“Sam Crouch. He has a store down here and met us at the aviation field.”

“It looks like a put-up job to me,” said Bob. “You and Earl, one of the most ardent fishermen in the state, start out for Medford and end at Roseburg, where you meet Sam Crouch, another fish enthusiast. I’m glad that I could horn in.”

In a short time they were all in Sam’s automobile headed up the Umpqua River. They drove about fifteen or eighteen miles up the river and stopped at the hatchery. Neither Bill nor Bob had ever seen a hatchery before and immediately began asking questions.

“Tell me something about the hatchery and what it is for?” asked Bill.

“I hardly know where to start,” said Earl.

“Why do they have hatcheries?” asked Bob.

“To increase the number of fish which are incubated from the eggs,” replied Earl. “The salmon lay their eggs in the sand and gravel in the bottom of the rivers and creeks. The eggs stay there until they hatch out. While they are incubating the other fish eat them, in spite of the fact that the large salmon try to conceal them by covering the eggs with sand. Then, again, as soon as the small fish comes out of the eggs, they are in turn prey for the larger fish. You can accordingly see why a very small part of the eggs ever bring forth fish which grow to any size. The hatcheries take the eggs and hatch them out, as you will soon see, in small basins. They hold the small fish for some time and then plant them in the streams. In this way the young fish, called fingerlings, have more of a chance for their white alley.”

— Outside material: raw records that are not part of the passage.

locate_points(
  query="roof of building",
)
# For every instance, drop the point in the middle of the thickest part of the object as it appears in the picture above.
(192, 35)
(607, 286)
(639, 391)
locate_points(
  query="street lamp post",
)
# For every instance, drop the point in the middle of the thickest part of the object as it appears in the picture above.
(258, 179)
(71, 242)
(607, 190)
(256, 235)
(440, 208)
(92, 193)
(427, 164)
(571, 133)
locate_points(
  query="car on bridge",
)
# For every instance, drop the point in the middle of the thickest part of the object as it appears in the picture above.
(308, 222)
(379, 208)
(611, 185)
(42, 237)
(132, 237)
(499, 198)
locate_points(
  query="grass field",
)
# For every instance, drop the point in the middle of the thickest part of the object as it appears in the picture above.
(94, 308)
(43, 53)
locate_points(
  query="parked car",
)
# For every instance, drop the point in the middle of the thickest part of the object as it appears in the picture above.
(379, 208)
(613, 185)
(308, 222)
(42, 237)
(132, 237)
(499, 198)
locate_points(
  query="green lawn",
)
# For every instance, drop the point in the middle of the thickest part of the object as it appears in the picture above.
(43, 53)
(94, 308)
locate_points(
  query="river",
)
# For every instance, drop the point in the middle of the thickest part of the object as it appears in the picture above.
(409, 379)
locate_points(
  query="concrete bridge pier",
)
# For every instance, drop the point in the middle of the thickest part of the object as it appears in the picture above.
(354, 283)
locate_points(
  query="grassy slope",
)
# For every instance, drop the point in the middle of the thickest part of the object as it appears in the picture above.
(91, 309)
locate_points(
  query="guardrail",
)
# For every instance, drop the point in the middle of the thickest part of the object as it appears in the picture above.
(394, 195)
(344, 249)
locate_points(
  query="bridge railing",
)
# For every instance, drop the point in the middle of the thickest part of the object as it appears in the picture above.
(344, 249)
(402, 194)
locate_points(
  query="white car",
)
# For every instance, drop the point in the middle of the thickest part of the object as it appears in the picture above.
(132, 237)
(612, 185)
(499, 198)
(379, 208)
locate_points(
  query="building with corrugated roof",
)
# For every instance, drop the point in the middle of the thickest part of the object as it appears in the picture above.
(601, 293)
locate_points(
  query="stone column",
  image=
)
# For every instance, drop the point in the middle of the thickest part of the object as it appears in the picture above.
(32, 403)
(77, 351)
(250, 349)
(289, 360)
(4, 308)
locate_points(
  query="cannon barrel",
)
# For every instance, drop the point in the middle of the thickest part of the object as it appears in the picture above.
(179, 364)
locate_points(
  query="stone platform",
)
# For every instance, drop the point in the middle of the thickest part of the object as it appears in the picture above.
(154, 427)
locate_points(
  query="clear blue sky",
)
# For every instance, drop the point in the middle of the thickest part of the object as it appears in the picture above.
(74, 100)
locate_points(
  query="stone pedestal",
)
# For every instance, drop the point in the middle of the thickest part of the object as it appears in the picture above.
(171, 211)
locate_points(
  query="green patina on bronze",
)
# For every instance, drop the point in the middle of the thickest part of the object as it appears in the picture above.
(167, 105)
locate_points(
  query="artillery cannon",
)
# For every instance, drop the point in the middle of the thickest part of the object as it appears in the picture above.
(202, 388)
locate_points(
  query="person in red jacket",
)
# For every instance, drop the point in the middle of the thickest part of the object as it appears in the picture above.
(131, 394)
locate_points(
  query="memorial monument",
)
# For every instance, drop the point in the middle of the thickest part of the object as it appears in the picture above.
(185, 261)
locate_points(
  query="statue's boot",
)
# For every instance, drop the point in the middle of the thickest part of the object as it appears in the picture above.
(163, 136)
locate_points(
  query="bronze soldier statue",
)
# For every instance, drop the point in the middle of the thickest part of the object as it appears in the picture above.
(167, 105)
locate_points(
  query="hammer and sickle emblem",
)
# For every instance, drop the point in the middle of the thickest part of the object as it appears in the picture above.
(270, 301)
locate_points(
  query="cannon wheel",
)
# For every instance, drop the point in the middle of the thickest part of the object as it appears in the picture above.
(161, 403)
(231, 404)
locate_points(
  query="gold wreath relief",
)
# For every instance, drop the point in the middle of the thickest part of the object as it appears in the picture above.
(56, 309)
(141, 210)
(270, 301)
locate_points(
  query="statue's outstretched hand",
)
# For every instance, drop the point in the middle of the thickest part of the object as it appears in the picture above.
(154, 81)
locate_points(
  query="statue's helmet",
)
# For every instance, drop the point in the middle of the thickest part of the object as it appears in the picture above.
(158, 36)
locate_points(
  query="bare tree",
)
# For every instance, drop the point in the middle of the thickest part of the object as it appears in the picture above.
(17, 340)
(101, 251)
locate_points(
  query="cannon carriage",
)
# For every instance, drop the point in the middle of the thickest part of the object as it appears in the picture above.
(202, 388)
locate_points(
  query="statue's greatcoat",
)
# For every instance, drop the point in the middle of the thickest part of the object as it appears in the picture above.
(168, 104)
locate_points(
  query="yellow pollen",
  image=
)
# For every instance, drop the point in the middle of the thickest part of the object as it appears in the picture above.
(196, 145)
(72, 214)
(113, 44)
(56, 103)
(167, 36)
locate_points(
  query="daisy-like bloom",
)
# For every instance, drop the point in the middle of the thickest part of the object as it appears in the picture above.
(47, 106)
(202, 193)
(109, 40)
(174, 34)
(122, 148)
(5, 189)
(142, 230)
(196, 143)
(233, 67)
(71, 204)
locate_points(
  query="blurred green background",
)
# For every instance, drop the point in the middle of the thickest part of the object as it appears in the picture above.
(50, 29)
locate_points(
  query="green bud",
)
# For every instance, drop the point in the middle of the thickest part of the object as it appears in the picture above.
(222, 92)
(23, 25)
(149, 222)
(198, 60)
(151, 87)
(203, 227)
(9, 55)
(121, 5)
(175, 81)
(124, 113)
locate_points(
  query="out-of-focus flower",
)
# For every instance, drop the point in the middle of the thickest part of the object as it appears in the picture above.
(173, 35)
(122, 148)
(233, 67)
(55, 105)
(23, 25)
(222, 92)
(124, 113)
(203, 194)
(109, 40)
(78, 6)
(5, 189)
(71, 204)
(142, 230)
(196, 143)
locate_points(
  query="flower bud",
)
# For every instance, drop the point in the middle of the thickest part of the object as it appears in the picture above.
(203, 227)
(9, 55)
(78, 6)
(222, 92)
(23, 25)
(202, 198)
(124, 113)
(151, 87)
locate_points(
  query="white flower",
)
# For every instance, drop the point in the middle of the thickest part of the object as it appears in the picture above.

“How do they get the salmon to come to the hatcheries?” asked Bill.

“They don’t have to,” replied Earl. “Salmon have a peculiarity which makes it easy for the hatchery people. When spawning time comes, salmon always return to the place where they were born. The young ones gradually work their way down to the sea and go out into the ocean. Just where they go, no one knows, but after a period of three to five years they come back up the streams in swarms. They never mistake the streams, but always come up the one which they went down years before. The Fishery Department has determined this by tagging the salmon and then catching the same ones years afterwards.”

“Let’s go over to the river and let them take a look at the fish coming upstream,” said Sam.